How Much Bandwidth Do Search Engines Take Up?
There are an awful lot of search engines out there and they all try to index as much of the web as they can, as quickly as they can. For this site, search engines seem to cause more traffic than anything else:
| Top 20 of 720 Total User Agents | |||
|---|---|---|---|
| # | Hits | User Agent | |
| 1 | 6866 | 12.63% | msnbot/1.0 (+http://search.msn.com/msnbot.htm) |
| 2 | 5600 | 10.30% | Googlebot/2.1 (+http://www.google.com/bot.html) |
| 3 | 3546 | 6.52% | Mozilla/5.0 (compatible; Yahoo! Slurp; http://help.yahoo.com/ |
| 4 | 2633 | 4.84% | Mozilla/2.0 (compatible; Ask Jeeves/Teoma; +http://sp.ask.com |
| 5 | 1706 | 3.14% | sna-0.0.1 mikemuzio@msn.com |
| 6 | 1120 | 2.06% | Mozilla/5.0 (compatible; BecomeBot/2.3; MSIE 6.0 compatible; |
| 7 | 1103 | 2.03% | NetNewsWire/2.0 (Mac OS X; http://ranchero.com/netnewswire/) |
| 8 | 806 | 1.48% | Krell-GeoScraper/0.1 libwww-perl/5.79 |
| 9 | 754 | 1.39% | aipbot/1.0 (aipbot; http://www.aipbot.com; aipbot@aipbot.com) |
| 10 | 750 | 1.38% | Mozilla/4.0 (compatible; MSIE 6.0; Windows NT 5.1; SV1) |
| 11 | 746 | 1.37% | Planet HUMBUG +http://planet.humbug.org.au/ Planet/1.0~pre1 + |
| 12 | 745 | 1.37% | Planet Linux Australia http://planet.linux.org.au Planet/0.2 |
| 13 | 744 | 1.37% | Mozilla/4.0 (compatible; MSIE 6.0; Windows NT 5.1; SV1; .NET |
| 14 | 726 | 1.34% | Planet Apache +Unconfigured Planet Planet/1.0~pre1 +http://ww |
| 15 | 702 | 1.29% | NewsGatorOnline/2.0 (http://www.newsgator.com; 1 subscribers) |
| 16 | 673 | 1.24% | Mozilla/4.0 compatible ZyBorg/1.0 (wn-14.zyborg@looksmart.net |
| 17 | 655 | 1.21% | NetNewsWire/2.0b45 (Mac OS X; http://ranchero.com/netnewswire |
| 18 | 648 | 1.19% | Mozilla/5.0 (Windows; U; Windows NT 5.1; en-US; rv:1.7.5) Gec |
| 19 | 621 | 1.14% | NewsGator/2.0 (http://www.newsgator.com; Microsoft Windows NT |
| 20 | 601 | 1.11% | Mozilla/5.0 (compatible; BecomeBot/1.86; MSIE 6.0 compatible; |
Now admittedly a lot of those hits will result in Not Modified responses but still, when you expand this to every site on the internet, that’s a lot of HTTP requests being fired around.

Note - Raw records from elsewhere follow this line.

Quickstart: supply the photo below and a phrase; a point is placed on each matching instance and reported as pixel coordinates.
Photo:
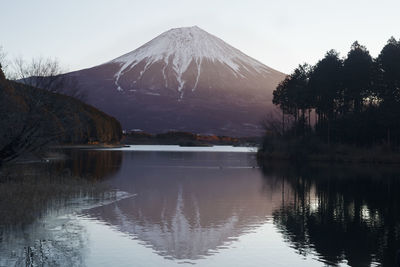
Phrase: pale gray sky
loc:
(281, 34)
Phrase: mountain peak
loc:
(179, 48)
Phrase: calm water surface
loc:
(153, 206)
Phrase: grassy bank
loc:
(312, 150)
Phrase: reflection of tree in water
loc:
(32, 199)
(341, 213)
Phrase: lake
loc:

It also shows the power of syndication – almost no one actually reads this site directly (except the bots), yet lots of people link to, comment on or mention my posts (I’m certainly no a, b or even c list blogger though). Keeps the bandwidth requirements down and still get the message out – can’t complain about that.

June 6th, 2005 at 8:30 pm
Similar statistics on my site (funny, that; it’s the same server ;-) ). Incidentally some of the hits (I’m looking at you, Yahoo Slurp!) are for the same documents over and over – and, largely in my case, they return 404 for a damned good reason, i.e. they don’t exist.